CodeConstantPlanned meaning
3001SYNC_NETWORK_ERRORfetch against transport.endpoint rejected or returned non-2xx
3002SYNC_CONFLICT_UNRESOLVEDConcurrent vector that automatic resolution declined to decide
3003SYNC_VERSION_MISMATCHServer's session version disagrees with the request
3004SYNC_OFFLINE_QUEUE_FULLOutbox at capacity; oldest unsent change dropped
3005SYNC_REALTIME_DISCONNECTEDRealtime subscription dropped and didn't reconnect

A worked example of the working last-writer-wins path: two tabs write to session-018f-7a within the same second. Both pushes reach the coordinator; compareVectors reports concurrent, and resolveConflicts keeps whichever SessionState has the later updatedAt. The losing tab's concurrent edit is dropped — there is no interactive prompt and no sync.conflict event in the open package.

Connectivity awareness

ConnectivityMonitor watches navigator.onLine and actively probes a configurable URL on an interval. Use it to gate flushOutbox() calls rather than retrying through a downed network.
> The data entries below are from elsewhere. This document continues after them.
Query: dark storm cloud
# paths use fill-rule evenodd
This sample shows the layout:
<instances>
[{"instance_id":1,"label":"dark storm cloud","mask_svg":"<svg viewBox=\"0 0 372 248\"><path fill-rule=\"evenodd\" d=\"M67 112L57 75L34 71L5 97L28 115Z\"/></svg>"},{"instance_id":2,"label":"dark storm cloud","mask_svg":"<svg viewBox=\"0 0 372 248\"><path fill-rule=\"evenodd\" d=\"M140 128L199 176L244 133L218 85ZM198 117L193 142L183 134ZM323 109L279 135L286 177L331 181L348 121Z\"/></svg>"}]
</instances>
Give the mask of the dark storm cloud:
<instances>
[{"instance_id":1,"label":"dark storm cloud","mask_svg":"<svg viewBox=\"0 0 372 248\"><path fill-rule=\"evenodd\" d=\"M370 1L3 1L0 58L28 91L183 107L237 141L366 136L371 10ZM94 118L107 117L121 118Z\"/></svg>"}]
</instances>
import { ConnectivityMonitor } from "@pleach/core/sync";

const monitor = new ConnectivityMonitor({
  probeUrl:        "/api/health",
  probeIntervalMs: 30_000,
  probeTimeoutMs:  5_000,
});

const unsubscribe = monitor.subscribe((state) => {
  if (state.online) void coordinator.flushOutbox();
});

monitor.start();

ConnectivityState carries { online, lastOnlineAt, lastOfflineAt, rttMs }. The active probe pauses while document.hidden is true, to avoid the tab-return storm where every accumulated probe resolves at once.

The IndexedDBOutbox makes this fully offline-safe — writes land in IndexedDB, the coordinator pushes when online, and the per-entry retry ladder (capped by engine.maxAttempts) handles transient failures before parking.

Force-syncing from DevTools

__HARNESS_DEVTOOLS__.syncStatus();   // current state
__HARNESS_DEVTOOLS__.forceSync();    // drain the outbox now

Useful during development when you want to verify a write made it through without waiting for the next flushIntervalMs tick.